Guest Author - Previous BellaOnline Editor
My niece is busy arranging her wedding this year. A happy event which the whole family is becoming ever increasingly excited as the day draws nearer.
We are a relatively small family however with her future husband's family plus their friends the numbers are swelling.
The wedding has also sparked a debate within the family- to invite children or not. The marriage itself is in a beautiful church and the wedding breakfast will begin in the afternoon with family and close friends with a much larger gathering is to take place in the evening.
My niece feels that as the day belongs to her and her to be husband. She feels as a couple they should be able to have a say who comes along to what is in essence their day . In truth she is ambivalent about the presence of children. However 'husband to be 'does not want children at the church service or for that matter at the afternoon reception.
Wow....... has this part of their wedding caused conflict!
I've got no problems with what ever decision they ultimately make. However other family members are really up in arms.
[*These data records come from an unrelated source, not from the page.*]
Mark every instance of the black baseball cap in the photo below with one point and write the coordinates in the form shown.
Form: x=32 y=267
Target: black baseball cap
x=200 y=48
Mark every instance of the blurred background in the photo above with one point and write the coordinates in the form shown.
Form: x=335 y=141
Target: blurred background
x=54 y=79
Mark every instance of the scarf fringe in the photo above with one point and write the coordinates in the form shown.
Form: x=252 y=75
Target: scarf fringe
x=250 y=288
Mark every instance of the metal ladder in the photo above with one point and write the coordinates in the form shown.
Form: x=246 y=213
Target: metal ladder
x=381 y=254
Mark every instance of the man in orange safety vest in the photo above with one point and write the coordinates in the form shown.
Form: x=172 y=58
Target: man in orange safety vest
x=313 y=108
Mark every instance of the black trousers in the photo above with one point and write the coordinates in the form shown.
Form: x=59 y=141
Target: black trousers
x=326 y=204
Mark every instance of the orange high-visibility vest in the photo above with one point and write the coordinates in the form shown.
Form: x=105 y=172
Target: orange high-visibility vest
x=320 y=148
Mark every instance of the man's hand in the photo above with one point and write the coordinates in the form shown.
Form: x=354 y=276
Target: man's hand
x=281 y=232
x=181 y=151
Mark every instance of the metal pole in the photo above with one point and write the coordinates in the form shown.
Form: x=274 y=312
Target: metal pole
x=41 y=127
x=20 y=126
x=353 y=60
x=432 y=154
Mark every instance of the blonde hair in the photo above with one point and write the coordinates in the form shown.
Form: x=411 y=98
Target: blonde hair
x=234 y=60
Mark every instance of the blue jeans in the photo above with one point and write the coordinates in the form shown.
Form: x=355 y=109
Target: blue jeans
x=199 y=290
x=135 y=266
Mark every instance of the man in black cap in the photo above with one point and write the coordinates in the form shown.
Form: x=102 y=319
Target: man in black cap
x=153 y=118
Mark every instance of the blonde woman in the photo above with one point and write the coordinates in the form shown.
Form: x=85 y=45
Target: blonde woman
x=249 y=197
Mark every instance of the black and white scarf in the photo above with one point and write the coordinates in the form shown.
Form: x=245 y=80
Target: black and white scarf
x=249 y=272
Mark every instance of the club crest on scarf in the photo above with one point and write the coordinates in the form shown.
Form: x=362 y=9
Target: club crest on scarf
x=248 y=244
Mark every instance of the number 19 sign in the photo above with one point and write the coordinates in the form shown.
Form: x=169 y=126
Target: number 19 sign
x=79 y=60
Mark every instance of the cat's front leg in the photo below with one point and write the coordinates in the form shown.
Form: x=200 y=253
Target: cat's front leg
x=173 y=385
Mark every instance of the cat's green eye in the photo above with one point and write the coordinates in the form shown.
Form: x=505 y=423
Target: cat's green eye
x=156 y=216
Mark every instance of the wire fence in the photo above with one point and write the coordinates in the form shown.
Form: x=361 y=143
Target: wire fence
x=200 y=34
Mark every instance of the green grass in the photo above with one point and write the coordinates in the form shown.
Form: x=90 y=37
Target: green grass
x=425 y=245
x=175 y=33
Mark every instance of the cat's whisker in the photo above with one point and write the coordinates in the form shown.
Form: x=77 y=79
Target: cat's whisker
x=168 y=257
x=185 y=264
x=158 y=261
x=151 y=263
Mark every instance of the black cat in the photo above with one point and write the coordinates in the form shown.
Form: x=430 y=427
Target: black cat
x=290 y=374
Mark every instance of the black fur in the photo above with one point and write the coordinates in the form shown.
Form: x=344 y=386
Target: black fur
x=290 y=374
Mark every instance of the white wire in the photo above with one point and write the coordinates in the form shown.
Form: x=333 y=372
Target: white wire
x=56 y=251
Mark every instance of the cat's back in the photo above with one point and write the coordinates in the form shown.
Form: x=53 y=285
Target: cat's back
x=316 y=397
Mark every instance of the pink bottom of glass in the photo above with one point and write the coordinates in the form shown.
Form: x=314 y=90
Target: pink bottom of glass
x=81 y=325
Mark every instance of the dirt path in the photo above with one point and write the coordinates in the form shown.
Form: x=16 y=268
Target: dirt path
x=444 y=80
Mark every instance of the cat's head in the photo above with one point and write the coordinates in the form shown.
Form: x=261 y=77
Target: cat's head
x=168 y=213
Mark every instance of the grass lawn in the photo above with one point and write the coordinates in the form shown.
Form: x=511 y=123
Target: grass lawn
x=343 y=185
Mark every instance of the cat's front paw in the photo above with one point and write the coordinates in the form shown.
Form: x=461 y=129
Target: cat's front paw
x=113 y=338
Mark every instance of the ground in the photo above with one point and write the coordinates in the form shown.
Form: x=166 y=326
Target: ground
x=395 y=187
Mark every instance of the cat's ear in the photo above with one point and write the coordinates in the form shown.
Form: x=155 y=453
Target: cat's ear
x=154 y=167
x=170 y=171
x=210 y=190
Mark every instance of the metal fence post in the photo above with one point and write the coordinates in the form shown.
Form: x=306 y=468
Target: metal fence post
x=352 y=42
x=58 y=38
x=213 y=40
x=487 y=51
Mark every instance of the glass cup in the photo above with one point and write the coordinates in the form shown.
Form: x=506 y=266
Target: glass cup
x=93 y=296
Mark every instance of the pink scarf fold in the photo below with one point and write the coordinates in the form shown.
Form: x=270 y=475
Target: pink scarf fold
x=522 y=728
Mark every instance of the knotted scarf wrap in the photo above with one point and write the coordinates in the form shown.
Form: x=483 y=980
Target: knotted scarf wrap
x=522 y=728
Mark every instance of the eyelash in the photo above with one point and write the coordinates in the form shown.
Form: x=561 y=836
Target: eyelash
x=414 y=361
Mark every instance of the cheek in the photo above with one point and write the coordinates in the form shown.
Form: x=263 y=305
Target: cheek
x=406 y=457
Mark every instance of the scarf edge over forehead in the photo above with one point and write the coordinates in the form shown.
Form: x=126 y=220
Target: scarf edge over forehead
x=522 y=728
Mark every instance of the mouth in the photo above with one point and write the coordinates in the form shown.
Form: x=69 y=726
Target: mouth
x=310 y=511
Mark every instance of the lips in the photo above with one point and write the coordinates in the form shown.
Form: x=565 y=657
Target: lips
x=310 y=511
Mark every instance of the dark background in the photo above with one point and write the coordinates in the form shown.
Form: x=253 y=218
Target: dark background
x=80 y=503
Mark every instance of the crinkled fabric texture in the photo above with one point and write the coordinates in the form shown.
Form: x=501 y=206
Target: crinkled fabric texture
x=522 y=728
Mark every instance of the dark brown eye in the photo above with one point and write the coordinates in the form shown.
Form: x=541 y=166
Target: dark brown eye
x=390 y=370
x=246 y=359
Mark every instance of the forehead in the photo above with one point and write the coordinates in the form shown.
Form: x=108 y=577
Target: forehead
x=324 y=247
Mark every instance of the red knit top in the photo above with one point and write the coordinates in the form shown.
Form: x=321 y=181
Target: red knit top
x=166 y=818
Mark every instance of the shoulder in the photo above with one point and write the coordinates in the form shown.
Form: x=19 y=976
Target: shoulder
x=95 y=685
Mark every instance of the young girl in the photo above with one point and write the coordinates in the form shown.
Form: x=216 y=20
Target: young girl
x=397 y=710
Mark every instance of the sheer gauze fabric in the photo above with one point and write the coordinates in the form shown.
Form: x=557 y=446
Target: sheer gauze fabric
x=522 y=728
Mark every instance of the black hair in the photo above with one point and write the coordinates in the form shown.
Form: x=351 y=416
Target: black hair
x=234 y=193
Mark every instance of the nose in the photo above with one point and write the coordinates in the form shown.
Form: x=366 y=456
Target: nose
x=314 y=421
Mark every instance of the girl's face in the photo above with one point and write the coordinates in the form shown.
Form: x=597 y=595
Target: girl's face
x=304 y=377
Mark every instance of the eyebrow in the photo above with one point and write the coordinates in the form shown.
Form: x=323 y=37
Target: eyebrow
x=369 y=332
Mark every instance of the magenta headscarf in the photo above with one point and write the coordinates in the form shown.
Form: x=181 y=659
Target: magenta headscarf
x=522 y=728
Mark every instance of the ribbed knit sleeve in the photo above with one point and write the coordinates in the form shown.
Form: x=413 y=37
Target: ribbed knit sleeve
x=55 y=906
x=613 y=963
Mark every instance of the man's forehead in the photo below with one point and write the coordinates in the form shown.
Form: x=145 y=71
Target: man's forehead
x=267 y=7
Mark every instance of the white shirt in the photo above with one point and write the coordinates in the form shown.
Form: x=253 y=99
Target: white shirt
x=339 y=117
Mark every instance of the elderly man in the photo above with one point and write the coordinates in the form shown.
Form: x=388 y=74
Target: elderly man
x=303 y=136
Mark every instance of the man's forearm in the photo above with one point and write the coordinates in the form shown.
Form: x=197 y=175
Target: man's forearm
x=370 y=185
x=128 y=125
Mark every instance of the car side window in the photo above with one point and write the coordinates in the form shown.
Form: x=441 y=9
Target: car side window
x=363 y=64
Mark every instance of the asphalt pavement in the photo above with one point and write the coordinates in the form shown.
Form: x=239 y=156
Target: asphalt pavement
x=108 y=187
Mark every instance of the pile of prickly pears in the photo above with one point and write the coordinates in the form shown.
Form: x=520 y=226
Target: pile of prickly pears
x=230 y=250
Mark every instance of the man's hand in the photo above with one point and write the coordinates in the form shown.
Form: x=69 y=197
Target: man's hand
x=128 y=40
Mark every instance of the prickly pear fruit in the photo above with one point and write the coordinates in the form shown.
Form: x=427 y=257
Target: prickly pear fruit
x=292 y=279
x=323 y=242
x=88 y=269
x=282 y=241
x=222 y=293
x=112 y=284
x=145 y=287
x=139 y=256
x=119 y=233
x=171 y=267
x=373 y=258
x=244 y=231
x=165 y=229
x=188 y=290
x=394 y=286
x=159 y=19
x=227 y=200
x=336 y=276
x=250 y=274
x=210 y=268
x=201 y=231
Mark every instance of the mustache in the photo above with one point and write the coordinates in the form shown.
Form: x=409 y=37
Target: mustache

The arguments run like this.
Children are part of our lives and should be part of the traditions of the family. Children are little people who want to share the celebrations of the bigger people. Parents are saying that finding baby sitters can be difficult, but that is not the point anyway, they want their children to be part of celebration. Parents are saying we are a family which includes our children. They are looking forward to dressing them up in fancy dresses or suits and want the day to be a public celebration of two people who are loved. They argue children should share in the celebrations come what may.
The arguments husband to be gives its that on the whole, the children he knows will wail, scream spit and kick their way through the service and then run riot thought the wedding reception. He believes parents are totally blind to their own child's misbehavior and he does not want what is in his eyes an expensive day to be ruined by unruly children. There are parts of the service and reception which will be on video he does not want their misbehavior memorialized and the vows not heard above the wailing babies. Simply he does not want the day to be taken over by the little one's.
The couple themselves do not have children and there are going to be no bridesmaids or pageboys.
Both of them agree that it is either all or nothing there will be no exceptions to what ever decision they make.
There are dark mutterings of people not attending the service if their children are not allowed to attend.
I think that would be a real shame. My niece has waited a long time for her wedding and my gut instincts say she and her partner should be able to make free choices about their day.
I think a really good compromise would be a child free day and a family evening. Maybe a crèche could be provided for those who want to attend but find it difficult to find baby sitters. I also disagree with the argument children would spoil the day, on the whole parents are pretty responsible and if the couple were to voice their concerns parents would listen and understand.
'Husband to be' may be focusing on this part of the wedding planning to give him some control over proceedings. He may feel the day has to be perfect ... who knows?
What ever decision is made I wish the couple well. The day will be a celebration of their union and I for one will raise a toast to that.